Trois jours après la prise de la Bastille, Louis XVI monte en carrosse pour Paris. Ce n'est pas une visite de triomphe — c'est une capitulation soigneusement enveloppée dans un protocole. Au quai de la Seine, près de la barrière de la Conférence (l'actuel quai de la Conférence, dans l'axe de l'avenue de New York), vingt-cinq membres du Conseil municipal l'accueillent et lui remettent les clefs de la capitale. Geste millénaire — mais pour la première fois, le roi des Français les reçoit d'une ville en armes.
Le cortège remonte vers l'Hôtel de Ville. Jean-Sylvain Bailly — astronome, maire tout juste élu — attend sur le parvis. Il présente au roi la cocarde tricolore : le bleu et le rouge de la ville de Paris encadrant le blanc des Bourbon. Louis XVI la prend, la pique sur son chapeau. La foule exulte.

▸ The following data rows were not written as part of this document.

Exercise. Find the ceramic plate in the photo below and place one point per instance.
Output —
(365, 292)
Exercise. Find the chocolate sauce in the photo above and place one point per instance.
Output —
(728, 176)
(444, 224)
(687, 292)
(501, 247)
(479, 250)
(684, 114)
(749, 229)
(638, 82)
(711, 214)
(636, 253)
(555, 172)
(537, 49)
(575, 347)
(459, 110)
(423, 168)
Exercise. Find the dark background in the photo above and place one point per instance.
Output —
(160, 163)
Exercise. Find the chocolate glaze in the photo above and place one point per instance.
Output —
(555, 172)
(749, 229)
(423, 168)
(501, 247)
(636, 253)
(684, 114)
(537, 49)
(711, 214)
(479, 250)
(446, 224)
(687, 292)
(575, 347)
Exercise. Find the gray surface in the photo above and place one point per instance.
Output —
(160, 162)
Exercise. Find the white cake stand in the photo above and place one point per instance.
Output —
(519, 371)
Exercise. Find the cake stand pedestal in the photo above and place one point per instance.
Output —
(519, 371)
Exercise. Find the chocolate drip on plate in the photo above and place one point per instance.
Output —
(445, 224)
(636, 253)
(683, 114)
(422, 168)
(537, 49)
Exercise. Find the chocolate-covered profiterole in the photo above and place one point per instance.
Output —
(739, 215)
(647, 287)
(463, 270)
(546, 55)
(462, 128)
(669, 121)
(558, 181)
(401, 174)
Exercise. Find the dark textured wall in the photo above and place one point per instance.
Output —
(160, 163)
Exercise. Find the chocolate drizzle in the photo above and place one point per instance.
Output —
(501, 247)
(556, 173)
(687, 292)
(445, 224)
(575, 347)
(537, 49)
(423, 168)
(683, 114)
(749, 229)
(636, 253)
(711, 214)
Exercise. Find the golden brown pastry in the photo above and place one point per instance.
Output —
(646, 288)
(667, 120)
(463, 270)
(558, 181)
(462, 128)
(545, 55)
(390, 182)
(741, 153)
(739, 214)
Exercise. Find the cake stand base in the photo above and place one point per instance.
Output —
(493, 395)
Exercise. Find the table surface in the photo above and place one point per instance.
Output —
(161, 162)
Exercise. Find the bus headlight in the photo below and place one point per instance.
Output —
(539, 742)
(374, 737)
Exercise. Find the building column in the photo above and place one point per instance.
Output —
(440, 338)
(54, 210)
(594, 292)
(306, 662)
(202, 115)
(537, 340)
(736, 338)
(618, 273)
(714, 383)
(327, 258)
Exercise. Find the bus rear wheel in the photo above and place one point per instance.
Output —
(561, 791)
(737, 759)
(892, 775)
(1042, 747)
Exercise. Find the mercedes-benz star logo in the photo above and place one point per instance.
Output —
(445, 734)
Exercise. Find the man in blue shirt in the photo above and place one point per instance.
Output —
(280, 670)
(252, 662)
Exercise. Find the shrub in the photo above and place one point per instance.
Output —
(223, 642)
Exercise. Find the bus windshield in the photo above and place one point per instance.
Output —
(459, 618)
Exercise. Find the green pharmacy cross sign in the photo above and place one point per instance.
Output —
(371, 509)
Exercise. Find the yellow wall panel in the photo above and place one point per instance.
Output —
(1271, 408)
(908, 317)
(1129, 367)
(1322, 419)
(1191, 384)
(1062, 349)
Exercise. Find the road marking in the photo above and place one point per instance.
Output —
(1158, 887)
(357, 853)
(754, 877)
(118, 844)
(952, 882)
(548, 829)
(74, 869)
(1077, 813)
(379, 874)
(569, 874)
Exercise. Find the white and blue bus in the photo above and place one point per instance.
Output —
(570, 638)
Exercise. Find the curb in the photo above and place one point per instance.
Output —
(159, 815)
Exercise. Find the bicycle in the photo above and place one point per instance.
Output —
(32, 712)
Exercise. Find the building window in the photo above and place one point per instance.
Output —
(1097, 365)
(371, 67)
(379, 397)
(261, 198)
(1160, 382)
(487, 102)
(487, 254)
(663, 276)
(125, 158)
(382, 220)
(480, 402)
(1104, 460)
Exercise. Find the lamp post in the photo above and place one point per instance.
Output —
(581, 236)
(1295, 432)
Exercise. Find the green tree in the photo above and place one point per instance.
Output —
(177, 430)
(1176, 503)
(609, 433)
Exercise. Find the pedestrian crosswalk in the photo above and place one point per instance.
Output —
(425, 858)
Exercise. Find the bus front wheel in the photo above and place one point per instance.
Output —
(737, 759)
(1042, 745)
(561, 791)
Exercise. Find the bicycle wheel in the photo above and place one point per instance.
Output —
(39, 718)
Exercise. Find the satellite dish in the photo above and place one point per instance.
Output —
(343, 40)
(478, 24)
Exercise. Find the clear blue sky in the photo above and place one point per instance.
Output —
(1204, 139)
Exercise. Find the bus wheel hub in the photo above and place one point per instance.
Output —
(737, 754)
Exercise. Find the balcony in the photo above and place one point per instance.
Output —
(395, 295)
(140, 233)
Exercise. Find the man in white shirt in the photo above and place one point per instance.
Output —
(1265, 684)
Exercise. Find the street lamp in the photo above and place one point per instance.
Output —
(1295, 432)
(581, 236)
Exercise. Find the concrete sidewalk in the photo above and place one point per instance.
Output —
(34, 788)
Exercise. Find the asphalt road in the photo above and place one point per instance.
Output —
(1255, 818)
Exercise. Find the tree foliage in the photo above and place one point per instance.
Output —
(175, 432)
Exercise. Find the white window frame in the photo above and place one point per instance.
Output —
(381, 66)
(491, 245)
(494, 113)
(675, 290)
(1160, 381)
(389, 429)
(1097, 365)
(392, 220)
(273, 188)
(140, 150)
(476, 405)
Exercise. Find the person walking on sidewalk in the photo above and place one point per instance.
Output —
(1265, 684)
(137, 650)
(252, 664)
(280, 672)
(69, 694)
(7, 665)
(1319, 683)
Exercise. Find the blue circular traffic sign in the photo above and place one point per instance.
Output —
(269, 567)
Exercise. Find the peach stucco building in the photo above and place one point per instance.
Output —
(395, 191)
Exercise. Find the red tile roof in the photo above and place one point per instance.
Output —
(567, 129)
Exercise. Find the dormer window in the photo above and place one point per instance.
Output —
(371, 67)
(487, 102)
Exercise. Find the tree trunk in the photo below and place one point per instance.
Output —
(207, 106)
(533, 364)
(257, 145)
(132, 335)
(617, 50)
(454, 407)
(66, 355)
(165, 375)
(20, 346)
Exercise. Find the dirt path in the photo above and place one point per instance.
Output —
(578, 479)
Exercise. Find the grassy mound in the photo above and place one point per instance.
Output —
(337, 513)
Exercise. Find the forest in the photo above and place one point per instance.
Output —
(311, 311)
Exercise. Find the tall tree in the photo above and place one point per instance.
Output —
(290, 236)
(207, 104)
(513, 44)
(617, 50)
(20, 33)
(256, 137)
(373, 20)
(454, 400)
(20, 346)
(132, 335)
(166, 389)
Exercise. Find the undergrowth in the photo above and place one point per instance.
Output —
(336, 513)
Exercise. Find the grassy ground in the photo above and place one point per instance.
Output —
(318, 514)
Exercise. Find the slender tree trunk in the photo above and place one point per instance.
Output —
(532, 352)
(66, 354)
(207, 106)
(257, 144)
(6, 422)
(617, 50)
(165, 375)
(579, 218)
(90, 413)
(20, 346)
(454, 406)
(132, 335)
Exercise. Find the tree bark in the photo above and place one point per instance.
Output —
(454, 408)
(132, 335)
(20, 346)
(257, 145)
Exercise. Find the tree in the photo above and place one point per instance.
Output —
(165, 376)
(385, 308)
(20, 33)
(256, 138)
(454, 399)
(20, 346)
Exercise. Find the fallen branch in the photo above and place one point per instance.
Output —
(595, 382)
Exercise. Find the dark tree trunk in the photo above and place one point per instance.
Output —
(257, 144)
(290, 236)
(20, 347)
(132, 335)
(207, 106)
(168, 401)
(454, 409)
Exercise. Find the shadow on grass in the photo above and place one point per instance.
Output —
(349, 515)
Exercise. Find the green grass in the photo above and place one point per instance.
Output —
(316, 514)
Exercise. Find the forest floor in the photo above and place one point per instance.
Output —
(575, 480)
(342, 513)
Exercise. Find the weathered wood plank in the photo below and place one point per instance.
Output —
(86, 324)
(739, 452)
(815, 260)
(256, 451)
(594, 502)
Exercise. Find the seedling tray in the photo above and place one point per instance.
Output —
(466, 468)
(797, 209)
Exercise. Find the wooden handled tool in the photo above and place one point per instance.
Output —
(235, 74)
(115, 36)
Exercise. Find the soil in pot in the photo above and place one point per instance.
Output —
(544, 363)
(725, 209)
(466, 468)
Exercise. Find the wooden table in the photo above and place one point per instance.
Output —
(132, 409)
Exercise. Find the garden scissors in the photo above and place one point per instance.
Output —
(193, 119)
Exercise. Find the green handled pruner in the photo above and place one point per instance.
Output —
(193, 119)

Le roi a mis la cocarde. Il a reconnu — en apparence du moins — la révolution qui l'a pris par surprise. Rentré à Versailles le soir même, il continuera à tergiverser, à jouer sur tous les tableaux, à espérer un retournement. Ce que le geste du 17 juillet signifiait réellement, chacun pouvait l'interpréter à sa guise.
Pendant que Louis XVI coiffait sa cocarde à l'Hôtel de Ville, son frère cadet Charles-Philippe, comte d'Artois — futur Charles X, ennemi déclaré de toute idée de constitution — quittait Paris pour ne plus y revenir de sitôt. Il prit la route de Turin avec les princes de Condé et quelques fidèles. Premier grand émigré de la Révolution, il ne remit les pieds en France qu'en 1814, derrière les armées alliées, une Restauration dans les bagages.
Elle dura seize ans. En juillet 1830, son entêtement ultra-royaliste provoqua les Trois Glorieuses qui l'expulsèrent du trône. Paris, le 17 juillet 1789, avait imposé sa cocarde à Louis XVI. En 1830, il enlèverait la couronne à son frère.